Given our invidious predilection, strive to avoid wine embarrassment. Few people are more pathetic than fops who fumble fine points of their snobbery. Thus, hints on avoiding wine faux pas:
• All that is bubbly is not Champagne. Most bubbly wines are not Champagne. Champagne is sparkling wine produced in Champagne region of France using strictly prescribed techniques and sold at nose-bleed prices. Erase Champagne from your vocabulary, even when wine really is Champagne. “Sparkling” sounds more 21st century anyway and applies to any wine with bubbles.
• Never say you prefer “dry red wines.” Almost every red wine is dry, and reds that are not dry are abominations unto God. When red wine tastes sweet, the sensation likely is caused by super-ripe fruit, fooling your palate. If you dislike such wines, simply say: “I appreciate less fruit-forward efforts.”

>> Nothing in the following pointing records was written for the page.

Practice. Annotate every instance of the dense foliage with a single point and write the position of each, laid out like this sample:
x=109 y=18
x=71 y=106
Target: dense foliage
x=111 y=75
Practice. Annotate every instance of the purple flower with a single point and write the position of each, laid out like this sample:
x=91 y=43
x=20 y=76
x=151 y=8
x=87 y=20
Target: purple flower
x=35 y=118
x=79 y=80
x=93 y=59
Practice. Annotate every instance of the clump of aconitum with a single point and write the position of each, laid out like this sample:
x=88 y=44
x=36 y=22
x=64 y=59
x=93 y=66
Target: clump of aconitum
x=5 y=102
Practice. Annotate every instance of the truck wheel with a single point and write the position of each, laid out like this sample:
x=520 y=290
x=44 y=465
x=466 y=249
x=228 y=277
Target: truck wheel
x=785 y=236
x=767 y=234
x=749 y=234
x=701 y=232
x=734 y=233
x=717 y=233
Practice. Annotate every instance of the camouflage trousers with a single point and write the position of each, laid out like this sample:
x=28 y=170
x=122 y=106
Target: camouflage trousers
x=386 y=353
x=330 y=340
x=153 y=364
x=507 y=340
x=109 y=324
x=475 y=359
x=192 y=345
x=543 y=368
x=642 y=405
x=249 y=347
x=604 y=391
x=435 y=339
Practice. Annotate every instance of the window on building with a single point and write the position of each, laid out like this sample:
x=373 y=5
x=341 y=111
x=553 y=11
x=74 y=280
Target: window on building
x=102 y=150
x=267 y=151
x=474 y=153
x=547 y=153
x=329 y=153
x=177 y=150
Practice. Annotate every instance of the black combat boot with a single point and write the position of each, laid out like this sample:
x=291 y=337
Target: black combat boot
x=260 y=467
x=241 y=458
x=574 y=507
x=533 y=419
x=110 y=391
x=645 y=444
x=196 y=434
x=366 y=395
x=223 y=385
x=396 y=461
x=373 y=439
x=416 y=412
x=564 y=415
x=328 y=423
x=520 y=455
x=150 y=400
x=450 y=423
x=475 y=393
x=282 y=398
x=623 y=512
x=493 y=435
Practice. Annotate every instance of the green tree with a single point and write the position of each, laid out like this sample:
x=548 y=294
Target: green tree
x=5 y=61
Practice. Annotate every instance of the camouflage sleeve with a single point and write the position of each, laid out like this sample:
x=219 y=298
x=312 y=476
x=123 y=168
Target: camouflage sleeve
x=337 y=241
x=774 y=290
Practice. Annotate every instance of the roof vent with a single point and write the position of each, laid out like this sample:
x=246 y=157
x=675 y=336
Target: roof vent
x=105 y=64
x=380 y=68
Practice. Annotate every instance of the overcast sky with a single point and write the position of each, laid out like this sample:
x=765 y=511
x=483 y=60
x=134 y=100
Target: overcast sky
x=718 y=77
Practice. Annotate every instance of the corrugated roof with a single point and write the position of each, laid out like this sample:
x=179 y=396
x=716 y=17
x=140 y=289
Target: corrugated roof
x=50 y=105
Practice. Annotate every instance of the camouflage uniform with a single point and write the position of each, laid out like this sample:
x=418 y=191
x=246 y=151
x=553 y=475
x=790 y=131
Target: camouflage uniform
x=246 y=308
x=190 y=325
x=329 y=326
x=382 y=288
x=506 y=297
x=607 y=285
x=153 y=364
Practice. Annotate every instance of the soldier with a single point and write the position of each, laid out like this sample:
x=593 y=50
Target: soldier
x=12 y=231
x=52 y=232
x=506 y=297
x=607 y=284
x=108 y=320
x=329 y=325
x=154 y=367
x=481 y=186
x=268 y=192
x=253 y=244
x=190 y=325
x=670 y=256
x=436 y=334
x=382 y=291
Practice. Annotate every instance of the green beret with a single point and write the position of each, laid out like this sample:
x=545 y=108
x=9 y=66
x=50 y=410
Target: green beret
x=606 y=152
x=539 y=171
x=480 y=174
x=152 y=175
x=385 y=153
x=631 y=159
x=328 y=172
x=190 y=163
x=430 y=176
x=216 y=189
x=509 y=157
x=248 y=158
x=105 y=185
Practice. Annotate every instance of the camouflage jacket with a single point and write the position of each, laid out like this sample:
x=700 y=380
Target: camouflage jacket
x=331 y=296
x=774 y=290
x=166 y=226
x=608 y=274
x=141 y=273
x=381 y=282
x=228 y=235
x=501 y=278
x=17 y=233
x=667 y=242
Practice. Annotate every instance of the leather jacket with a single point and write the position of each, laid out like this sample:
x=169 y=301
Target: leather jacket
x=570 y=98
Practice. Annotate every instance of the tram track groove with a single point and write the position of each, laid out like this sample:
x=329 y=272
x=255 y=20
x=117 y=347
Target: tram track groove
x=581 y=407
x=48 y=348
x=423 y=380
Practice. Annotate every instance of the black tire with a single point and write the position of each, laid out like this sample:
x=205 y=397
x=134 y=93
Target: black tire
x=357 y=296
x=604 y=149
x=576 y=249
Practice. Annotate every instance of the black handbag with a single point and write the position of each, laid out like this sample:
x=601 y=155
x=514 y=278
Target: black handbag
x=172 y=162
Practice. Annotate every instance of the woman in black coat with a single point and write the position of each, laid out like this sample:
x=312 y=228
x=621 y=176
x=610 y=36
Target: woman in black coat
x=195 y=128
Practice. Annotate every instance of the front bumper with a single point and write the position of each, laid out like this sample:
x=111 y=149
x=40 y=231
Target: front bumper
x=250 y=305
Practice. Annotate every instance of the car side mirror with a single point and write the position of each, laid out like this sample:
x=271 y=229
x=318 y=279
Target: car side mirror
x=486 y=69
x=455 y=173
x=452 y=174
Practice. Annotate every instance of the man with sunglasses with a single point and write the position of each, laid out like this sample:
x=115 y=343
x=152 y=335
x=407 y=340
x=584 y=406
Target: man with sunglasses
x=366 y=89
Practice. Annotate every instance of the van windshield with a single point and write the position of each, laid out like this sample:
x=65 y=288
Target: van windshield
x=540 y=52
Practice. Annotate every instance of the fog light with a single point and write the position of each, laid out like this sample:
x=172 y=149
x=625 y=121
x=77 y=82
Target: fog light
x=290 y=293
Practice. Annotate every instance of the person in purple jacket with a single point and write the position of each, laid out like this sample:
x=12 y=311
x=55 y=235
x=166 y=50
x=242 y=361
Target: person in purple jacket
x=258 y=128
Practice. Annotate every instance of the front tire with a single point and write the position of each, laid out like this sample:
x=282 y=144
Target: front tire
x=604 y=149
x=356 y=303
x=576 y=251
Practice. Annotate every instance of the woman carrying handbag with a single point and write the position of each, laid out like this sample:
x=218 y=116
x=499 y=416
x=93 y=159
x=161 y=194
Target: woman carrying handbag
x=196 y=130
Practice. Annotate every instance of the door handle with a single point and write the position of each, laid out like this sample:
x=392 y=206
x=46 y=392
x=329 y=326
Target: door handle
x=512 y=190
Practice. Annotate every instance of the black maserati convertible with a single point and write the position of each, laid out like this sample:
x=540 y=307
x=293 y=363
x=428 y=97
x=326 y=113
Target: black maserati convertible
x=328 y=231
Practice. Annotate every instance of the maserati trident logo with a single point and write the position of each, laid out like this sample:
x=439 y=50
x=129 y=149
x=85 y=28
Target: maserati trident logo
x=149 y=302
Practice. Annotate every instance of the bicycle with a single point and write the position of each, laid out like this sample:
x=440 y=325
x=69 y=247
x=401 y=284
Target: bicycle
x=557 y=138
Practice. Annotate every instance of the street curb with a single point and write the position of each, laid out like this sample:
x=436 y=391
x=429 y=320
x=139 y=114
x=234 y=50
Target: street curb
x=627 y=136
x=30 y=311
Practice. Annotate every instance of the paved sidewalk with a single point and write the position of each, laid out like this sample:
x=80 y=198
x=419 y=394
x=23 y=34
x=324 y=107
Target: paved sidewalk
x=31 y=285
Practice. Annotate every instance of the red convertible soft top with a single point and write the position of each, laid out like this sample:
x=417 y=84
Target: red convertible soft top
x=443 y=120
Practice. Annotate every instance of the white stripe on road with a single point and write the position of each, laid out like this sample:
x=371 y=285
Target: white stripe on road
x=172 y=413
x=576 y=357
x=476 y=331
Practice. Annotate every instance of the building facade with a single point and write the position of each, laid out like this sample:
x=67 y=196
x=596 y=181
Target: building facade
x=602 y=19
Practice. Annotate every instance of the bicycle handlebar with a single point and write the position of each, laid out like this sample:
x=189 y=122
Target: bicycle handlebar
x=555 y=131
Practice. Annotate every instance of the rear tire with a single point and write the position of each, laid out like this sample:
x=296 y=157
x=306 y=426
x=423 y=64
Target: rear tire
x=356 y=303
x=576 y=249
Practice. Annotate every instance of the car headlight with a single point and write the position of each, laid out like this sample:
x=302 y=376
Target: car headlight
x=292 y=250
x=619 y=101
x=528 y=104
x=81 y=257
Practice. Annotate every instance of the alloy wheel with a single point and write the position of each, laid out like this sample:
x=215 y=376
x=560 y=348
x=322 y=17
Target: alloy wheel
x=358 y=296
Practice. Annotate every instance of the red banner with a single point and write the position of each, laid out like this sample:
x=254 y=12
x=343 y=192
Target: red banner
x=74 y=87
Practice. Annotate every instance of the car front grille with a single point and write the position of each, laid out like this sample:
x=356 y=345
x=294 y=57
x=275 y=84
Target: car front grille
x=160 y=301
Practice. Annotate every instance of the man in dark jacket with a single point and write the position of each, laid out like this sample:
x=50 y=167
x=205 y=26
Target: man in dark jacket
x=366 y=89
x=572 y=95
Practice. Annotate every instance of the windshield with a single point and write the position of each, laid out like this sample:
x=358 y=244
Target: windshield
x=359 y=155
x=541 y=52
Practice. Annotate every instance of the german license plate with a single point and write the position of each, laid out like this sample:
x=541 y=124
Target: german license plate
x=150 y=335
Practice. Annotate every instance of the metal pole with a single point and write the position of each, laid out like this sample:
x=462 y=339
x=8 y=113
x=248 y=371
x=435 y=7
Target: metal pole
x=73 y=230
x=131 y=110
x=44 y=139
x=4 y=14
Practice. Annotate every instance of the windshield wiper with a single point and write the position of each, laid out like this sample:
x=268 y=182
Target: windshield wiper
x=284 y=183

• Don’t judge wine by color. Don’t say: “I will never drink rosé” or “I abhor whites.”Maybe you only enjoy red. Fair enough. That means you have not enjoyed delicious Tavel (rosé) from southern Rhône or Pouilly-Fuissé (chardonnay) from Burgundy. You would be a better person if you experimented in the refulgent rainbow of wine delights, but if you insist to resist, don’t broadcast your existential failure.
• Don’t judge wine by price. Yes, there is tangental correlation between price and quality, but plenty of plonk is priced high, plenty of wonderful is affordable. Judge wine by pleasure it provides. In today’s tsunami of wine, there is a flood of value-focused delights. Your palate, not your pocketbook, matters.
• Don’t sniff the cork. It tells you nothing about the wine, but it tells others you are a philistine.
• Don’t comment about a wine’s “legs.” Wine legs have no connection to quality. Praise the wine server’s physique if you feel compelled to comment on anatomy.
• Don’t disdain merlot. “Sideways” made merlot passé and pinot noir the next big thing. That was a decade ago; the Zeitgeist has moved on. Merlot can be magnificent, no matter what Miles Raymond (a fictional character, by the way) asserts. Don’t base your taste on old movies.
Last round: When I bring you a mimosa to start the day, I anticipate compliments, not “forget whatever is on your mind, mister.”